Liverpool agree sale but legal battle looms

MANCHESTER, England, Oct 6 (Reuters) - Liverpool's board has agreed to sell the club to the owners of baseball's Boston Red Sox but the fate of England's most successful football team could yet be decided in court as an ownership dispute rages on.

The Premier League club said on Wednesday they had accepted a 300 million pounds offer from New England Sports Ventures (NESV) but the deal is being complicated because they are facing a legal challenge from their current owners.

Americans Tom Hicks and George Gillett sought on Tuesday to replace two members of the five-man board with their own people in a final bid to retain control.

Hicks and Gillett also confirmed their commitment to selling Liverpool but said the current offer "dramatically" undervalued the club.

"The board has been legally reconstituted and the new board does not approve of this proposed transaction," a spokesman for the owners said.

The proposed deal's price tag of 300 million pounds includes 200 million in writing down all acquisition debt and taking on additional working capital debts and other liabilities.

The club's American owners would also not have been happy to hear that a sale to NESV has the support of Liverpool's major creditors Royal Bank of Scotland (RBS), according to a source familiar with the situation.

Liverpool chairman Martin Broughton said he was disappointed the current owners had "tried everything to prevent the deal from happening" but added the potential new owners were the best people for the job.

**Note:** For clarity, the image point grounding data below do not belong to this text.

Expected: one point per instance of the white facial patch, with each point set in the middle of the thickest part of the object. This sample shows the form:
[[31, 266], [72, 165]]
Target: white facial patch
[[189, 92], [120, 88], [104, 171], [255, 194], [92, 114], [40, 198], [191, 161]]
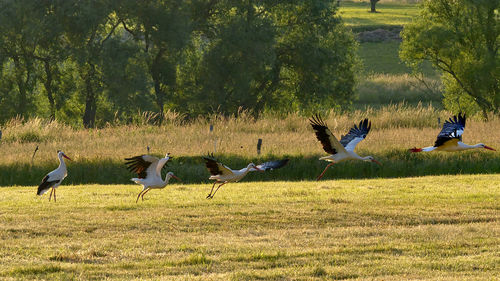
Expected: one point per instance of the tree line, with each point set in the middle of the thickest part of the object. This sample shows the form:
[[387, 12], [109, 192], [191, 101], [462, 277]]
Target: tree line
[[95, 61]]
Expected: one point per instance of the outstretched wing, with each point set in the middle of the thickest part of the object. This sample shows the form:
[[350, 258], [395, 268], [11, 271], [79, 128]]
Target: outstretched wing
[[271, 165], [142, 165], [216, 168], [452, 129], [328, 140], [356, 134]]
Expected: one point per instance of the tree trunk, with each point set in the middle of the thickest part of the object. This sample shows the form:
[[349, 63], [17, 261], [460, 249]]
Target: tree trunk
[[155, 74], [90, 99], [48, 88], [23, 100], [372, 6]]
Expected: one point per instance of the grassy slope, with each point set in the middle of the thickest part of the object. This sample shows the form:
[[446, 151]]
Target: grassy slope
[[357, 14], [432, 227], [385, 77]]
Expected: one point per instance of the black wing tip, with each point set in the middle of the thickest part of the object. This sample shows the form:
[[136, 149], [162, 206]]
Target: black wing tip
[[317, 120]]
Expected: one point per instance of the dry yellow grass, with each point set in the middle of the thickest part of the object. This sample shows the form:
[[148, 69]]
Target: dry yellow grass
[[440, 228]]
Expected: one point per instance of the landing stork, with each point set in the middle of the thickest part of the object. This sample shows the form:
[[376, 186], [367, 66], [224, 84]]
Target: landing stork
[[343, 150], [53, 179], [450, 137], [222, 174], [148, 168]]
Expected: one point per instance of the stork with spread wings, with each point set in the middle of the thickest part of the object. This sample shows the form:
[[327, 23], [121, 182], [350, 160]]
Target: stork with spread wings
[[343, 150]]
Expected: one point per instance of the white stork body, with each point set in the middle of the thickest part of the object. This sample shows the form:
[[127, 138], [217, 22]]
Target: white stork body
[[223, 174], [343, 150], [450, 137], [53, 179], [148, 168]]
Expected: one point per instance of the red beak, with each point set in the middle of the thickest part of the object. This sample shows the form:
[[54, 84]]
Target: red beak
[[490, 148]]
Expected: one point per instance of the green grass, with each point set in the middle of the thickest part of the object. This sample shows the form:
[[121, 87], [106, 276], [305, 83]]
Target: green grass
[[357, 14], [382, 58], [444, 227], [98, 155]]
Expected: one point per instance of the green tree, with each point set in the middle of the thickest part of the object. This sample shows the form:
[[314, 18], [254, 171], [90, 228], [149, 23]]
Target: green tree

An NESV statement said it wanted to "stabilise the club and ultimately return Liverpool FC to its rightful place in English and European football, successfully competing for and winning trophies".

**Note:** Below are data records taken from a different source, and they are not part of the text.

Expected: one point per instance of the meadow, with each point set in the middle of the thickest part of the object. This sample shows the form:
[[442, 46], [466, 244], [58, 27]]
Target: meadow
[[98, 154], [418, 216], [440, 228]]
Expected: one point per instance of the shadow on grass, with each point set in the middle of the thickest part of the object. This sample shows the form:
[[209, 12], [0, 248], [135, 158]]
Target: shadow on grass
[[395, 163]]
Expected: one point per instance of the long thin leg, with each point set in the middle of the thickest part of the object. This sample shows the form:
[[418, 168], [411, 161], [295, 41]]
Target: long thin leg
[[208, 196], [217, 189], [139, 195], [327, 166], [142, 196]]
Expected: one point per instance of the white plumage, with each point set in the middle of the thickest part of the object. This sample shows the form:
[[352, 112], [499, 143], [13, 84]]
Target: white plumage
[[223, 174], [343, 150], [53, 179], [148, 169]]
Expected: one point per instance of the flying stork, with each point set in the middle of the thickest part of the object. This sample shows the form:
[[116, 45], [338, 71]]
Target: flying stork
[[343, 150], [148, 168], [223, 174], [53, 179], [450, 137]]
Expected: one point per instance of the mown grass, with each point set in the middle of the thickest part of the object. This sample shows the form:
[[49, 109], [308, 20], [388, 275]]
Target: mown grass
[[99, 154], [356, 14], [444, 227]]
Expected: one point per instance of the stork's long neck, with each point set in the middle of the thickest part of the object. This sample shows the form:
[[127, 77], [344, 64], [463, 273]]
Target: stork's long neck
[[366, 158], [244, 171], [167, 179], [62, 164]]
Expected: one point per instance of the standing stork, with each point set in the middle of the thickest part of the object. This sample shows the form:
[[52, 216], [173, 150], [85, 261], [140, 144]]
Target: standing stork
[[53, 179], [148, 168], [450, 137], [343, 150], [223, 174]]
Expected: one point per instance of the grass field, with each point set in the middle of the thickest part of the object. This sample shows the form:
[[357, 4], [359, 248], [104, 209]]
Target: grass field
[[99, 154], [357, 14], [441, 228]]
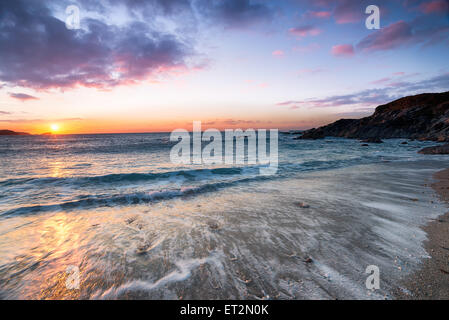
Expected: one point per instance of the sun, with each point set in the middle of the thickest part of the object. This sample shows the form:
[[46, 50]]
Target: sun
[[54, 127]]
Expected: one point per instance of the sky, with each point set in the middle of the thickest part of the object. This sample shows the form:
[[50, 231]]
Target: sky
[[159, 65]]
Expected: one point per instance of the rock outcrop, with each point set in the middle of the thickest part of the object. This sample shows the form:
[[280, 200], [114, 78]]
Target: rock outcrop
[[12, 133], [424, 117], [444, 149]]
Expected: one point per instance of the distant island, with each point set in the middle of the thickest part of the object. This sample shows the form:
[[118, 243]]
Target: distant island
[[12, 133], [421, 117]]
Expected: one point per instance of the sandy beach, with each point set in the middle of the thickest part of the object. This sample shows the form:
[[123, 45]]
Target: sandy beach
[[432, 280]]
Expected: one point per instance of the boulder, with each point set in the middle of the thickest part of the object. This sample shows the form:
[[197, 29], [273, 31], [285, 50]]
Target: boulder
[[373, 140], [444, 149]]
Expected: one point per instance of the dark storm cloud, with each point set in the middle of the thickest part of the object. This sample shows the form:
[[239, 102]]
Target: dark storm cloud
[[38, 50]]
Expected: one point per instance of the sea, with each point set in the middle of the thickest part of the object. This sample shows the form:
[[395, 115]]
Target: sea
[[110, 216]]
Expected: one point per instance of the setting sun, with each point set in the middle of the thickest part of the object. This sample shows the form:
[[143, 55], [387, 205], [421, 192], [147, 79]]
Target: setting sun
[[54, 127]]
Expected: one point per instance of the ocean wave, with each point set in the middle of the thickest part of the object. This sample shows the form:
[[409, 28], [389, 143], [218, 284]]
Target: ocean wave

Hicks and Gillett bought the Merseyside club in February 2007 for 218.9 million pounds and have been unpopular with fans for burdening it with debt, leaving little money for transfers.

Fans have held many protests calling for their departure, blaming the club's worst start to a season for more than half a century on a lack of new players, but they still struck a note of caution.

"We've heard all these promises before and it amounted to very little," James McKenna, a representative of the Spirit of Shankly supporters group, told Reuters.

Broughton sought to allay such fears, saying NESV wanted to create a 60,000-seater stadium in a "short timetable" - be it a new ground or an expansion of Anfield - and pointed to their track record with the Red Sox.

"NESV's philosophy is all about winning and they have fully demonstrated that at Red Sox," he said, referring to the two World Series the team won in 2004 and 2007 after an 86-year wait. The first title came two years after the takeover by NESV, headed by multi-millionaire John W. Henry.

The Liverpool deal will require Premier League approval, which could come by Friday, but the legal dispute is the main issue.

"The legal battle is critical," said Wyn Grant, professor of football economics at Warwick University. "If the NESV deal doesn't go through RBS may ultimately intervene."

The 18-times English champions have picked up just six points from seven games this season.